ONSEN
長野県
中の湯温泉
Nakayu Onsen
温泉
硫黄のにおいが、崖のあちこちから立ちのぼっているんです。梓川沿いの山深いところに、ぽつんと一軒だけ宿がある。中の湯温泉旅館という、それだけの場所なんですよ。湯は硫黄泉と鉄泉のふたつがあって、洞窟のなかで浸かる「卜伝の湯」には、むかし剣の達人・塚原卜伝が修行に来たという話が残っています。
ふしぎなのは、こんなに山の奥なのに、ここがずっと「通り道」だったということなんだなあ。安房峠を越えるひとも、上高地へ向かうひとも、ここを歩いて抜けていった。長く泊まるなら、一軒宿の静けさがそのまま暮らしの輪郭になるような時間が待っています。

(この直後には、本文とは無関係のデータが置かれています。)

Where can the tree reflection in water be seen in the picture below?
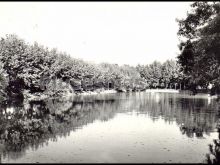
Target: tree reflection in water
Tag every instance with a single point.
(32, 124)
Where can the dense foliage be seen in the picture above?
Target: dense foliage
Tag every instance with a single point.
(200, 47)
(37, 69)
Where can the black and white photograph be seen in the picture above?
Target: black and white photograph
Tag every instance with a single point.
(110, 82)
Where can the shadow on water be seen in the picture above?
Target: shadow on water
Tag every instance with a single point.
(32, 124)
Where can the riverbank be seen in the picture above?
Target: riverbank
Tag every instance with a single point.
(42, 96)
(162, 90)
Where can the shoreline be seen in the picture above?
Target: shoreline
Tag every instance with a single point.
(41, 96)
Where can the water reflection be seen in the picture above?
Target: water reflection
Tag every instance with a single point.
(32, 124)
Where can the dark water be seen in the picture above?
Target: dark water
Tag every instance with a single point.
(109, 128)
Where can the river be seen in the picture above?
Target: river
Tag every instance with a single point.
(109, 128)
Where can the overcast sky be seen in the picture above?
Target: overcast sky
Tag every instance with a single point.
(114, 32)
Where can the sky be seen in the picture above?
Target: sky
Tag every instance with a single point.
(114, 32)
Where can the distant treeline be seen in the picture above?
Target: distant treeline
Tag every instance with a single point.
(200, 47)
(38, 69)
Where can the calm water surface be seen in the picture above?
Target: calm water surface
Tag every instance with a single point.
(109, 128)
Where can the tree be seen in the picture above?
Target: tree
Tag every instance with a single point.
(199, 56)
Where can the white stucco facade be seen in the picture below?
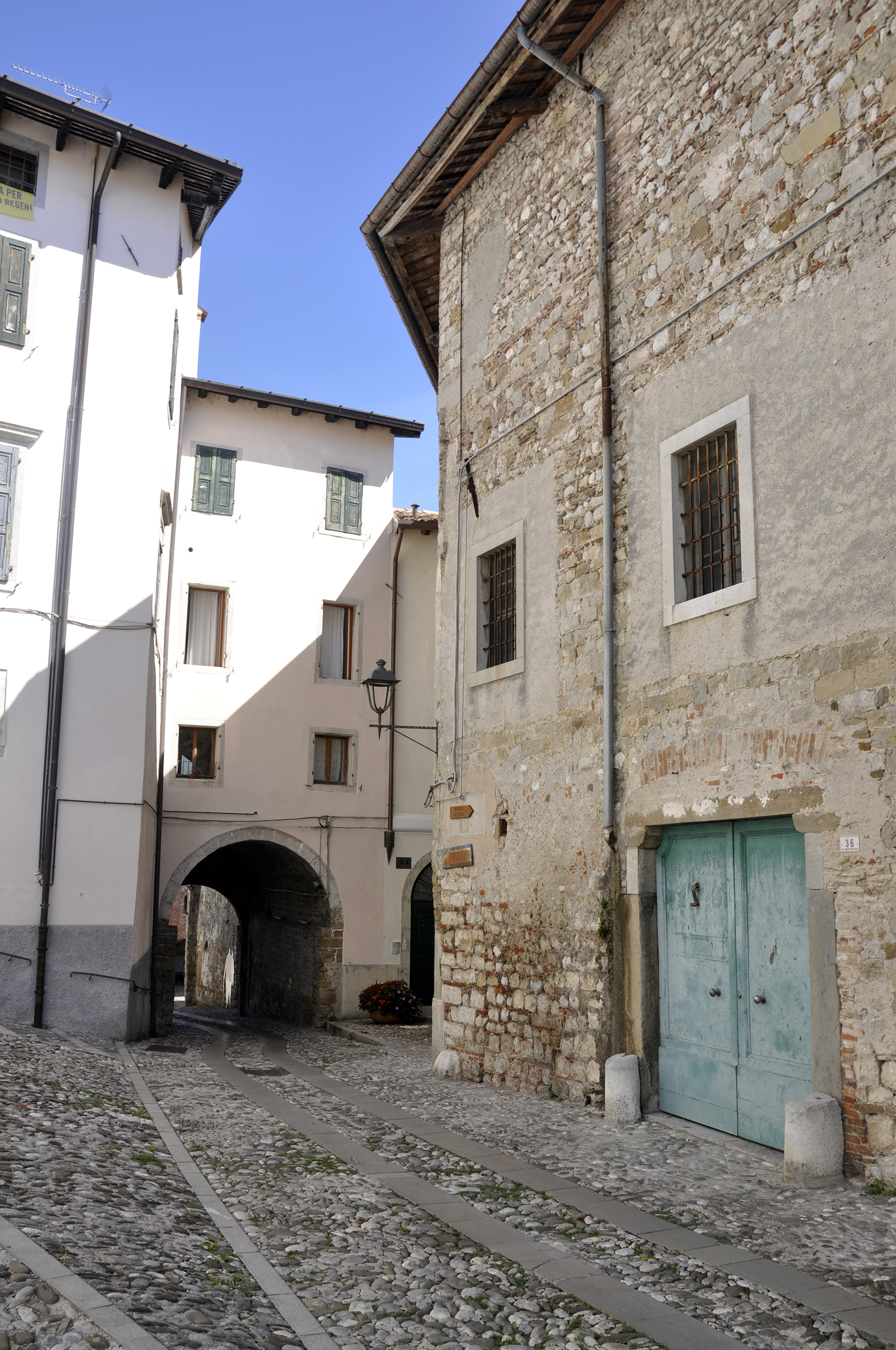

穂高の山並みを遠くに眺めながら、ふだんの速度をすこし手放す感じ。多拠点で動くひとには、冬に道が閉ざされるという不便さも含めて、季節に従う暮らしの手触りがあるんです。海の外から来たひとにとっては、国立公園のまんなかで湯気に包まれるという体験そのものが、ちょっとほかにない時間になるんだと思います。